Sipe HA, IN Keren, and SJ Converse. 2023. Integrating community science and agency-collected monitoring data to expand monitoring capacity at large spatial scales. Ecology and Evolution 14: e4585.

Abstract

Monitoring species to better understand their status, ecology, and management needs is a major expense for agencies tasked with biodiversity conservation. Community science data have the potential to improve monitoring for minimal cost, given appropriate analytical frameworks are established. We describe a framework for integrating data from the eBird community science platform with agency-collected monitoring data using a multi-state occupancy model. Our novel occupancy model accounts for the structural differences in eBird data and agency-collected monitoring data and allows for estimation of both occupancy and breeding probabilities. The framework was applied to Common Loons (Gavia immer) in Washington State. Common Loons are state listed in Washington as Sensitive and identified as a species of greatest conservation need, and little is known about their breeding distribution beyond the locations of known nesting pairs.
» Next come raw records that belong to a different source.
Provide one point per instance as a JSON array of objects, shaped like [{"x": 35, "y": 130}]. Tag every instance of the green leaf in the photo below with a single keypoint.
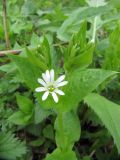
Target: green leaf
[
  {"x": 108, "y": 112},
  {"x": 76, "y": 18},
  {"x": 96, "y": 3},
  {"x": 10, "y": 147},
  {"x": 38, "y": 142},
  {"x": 35, "y": 60},
  {"x": 80, "y": 84},
  {"x": 29, "y": 72},
  {"x": 48, "y": 132},
  {"x": 59, "y": 155},
  {"x": 82, "y": 60},
  {"x": 41, "y": 114},
  {"x": 45, "y": 51},
  {"x": 20, "y": 118},
  {"x": 65, "y": 124},
  {"x": 25, "y": 104}
]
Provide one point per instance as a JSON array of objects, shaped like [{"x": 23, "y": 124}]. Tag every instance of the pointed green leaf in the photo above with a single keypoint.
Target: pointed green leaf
[{"x": 108, "y": 112}]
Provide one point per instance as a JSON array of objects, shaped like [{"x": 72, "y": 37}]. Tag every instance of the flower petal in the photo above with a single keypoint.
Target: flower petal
[
  {"x": 40, "y": 89},
  {"x": 47, "y": 75},
  {"x": 41, "y": 82},
  {"x": 55, "y": 97},
  {"x": 60, "y": 79},
  {"x": 61, "y": 83},
  {"x": 45, "y": 95},
  {"x": 44, "y": 77},
  {"x": 59, "y": 92},
  {"x": 51, "y": 75}
]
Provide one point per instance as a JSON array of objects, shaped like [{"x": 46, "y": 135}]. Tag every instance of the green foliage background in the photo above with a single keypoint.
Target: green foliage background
[{"x": 80, "y": 39}]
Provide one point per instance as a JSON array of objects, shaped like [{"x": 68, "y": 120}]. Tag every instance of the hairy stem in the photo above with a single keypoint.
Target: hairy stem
[
  {"x": 5, "y": 24},
  {"x": 60, "y": 122},
  {"x": 94, "y": 29}
]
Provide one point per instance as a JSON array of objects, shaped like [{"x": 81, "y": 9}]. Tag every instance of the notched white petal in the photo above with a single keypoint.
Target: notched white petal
[
  {"x": 62, "y": 84},
  {"x": 48, "y": 75},
  {"x": 45, "y": 95},
  {"x": 55, "y": 97},
  {"x": 59, "y": 92},
  {"x": 41, "y": 82},
  {"x": 40, "y": 89},
  {"x": 60, "y": 79},
  {"x": 44, "y": 77},
  {"x": 51, "y": 75}
]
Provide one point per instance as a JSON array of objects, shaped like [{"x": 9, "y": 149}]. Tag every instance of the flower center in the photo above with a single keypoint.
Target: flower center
[{"x": 51, "y": 88}]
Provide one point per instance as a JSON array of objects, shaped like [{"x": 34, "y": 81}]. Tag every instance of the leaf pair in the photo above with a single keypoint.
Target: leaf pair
[{"x": 25, "y": 114}]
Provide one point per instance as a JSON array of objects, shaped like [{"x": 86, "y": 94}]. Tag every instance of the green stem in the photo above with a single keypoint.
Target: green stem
[
  {"x": 61, "y": 130},
  {"x": 5, "y": 25},
  {"x": 94, "y": 29}
]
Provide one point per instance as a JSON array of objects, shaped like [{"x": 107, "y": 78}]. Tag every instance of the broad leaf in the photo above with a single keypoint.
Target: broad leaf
[
  {"x": 25, "y": 104},
  {"x": 80, "y": 84},
  {"x": 65, "y": 124},
  {"x": 10, "y": 147},
  {"x": 108, "y": 112},
  {"x": 29, "y": 72},
  {"x": 59, "y": 155}
]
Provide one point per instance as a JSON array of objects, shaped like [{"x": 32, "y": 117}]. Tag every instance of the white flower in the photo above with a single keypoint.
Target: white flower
[{"x": 50, "y": 86}]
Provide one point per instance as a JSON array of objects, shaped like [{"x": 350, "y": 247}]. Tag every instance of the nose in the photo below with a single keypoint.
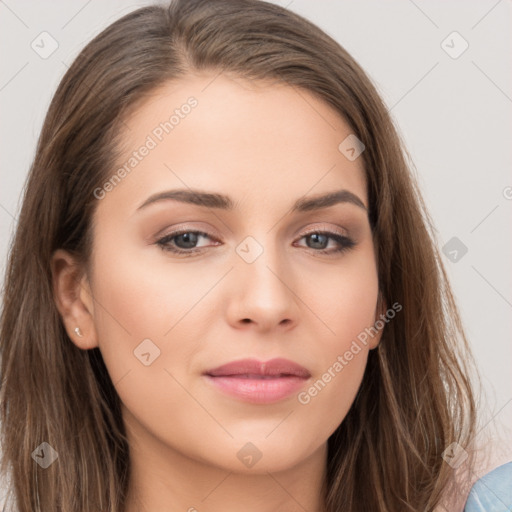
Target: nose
[{"x": 262, "y": 292}]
Based on our model, we predicted that only 6.5% (95% Bayesian credible interval, BCI = 1.6%, 50.9%) of the 2324 sites in our sampling frame were occupied by Common Loons, though Common Loons were predicted to be breeding at 95% (95% BCI = 71.2%, 99.9%) of the lakes they occupied. We identified only 1 abiotic covariate – elevation – that was a useful predictor of occupancy or reproduction probabilities in Common Loons; improvements in the predictive power of our model might be achieved with information on difficult-to-monitor biotic covariates, such as fish community metrics. We found that state agency biologists were 16 times more likely to detect breeding Common Loons during a visit than were eBird users (94.2%, 95% BCI = 77.9%, 98.9% for agency biologists vs. 8.2%, 95% BCI = 6.3%, 10.4% for eBird users). However, the amount of effort expended by eBird users meant that they confirmed Common Loons at 94 sites while agency biologists confirmed them at just 24 sites. Importantly, though, certain information – namely, evidence of reproduction – was only contributed by agency biologists. Our results provide a better understanding of the distribution of Common Loons in Washington, while further demonstrating that community science data can be a valuable complement to agency-collected data, if appropriate frameworks are developed to integrate these data sources.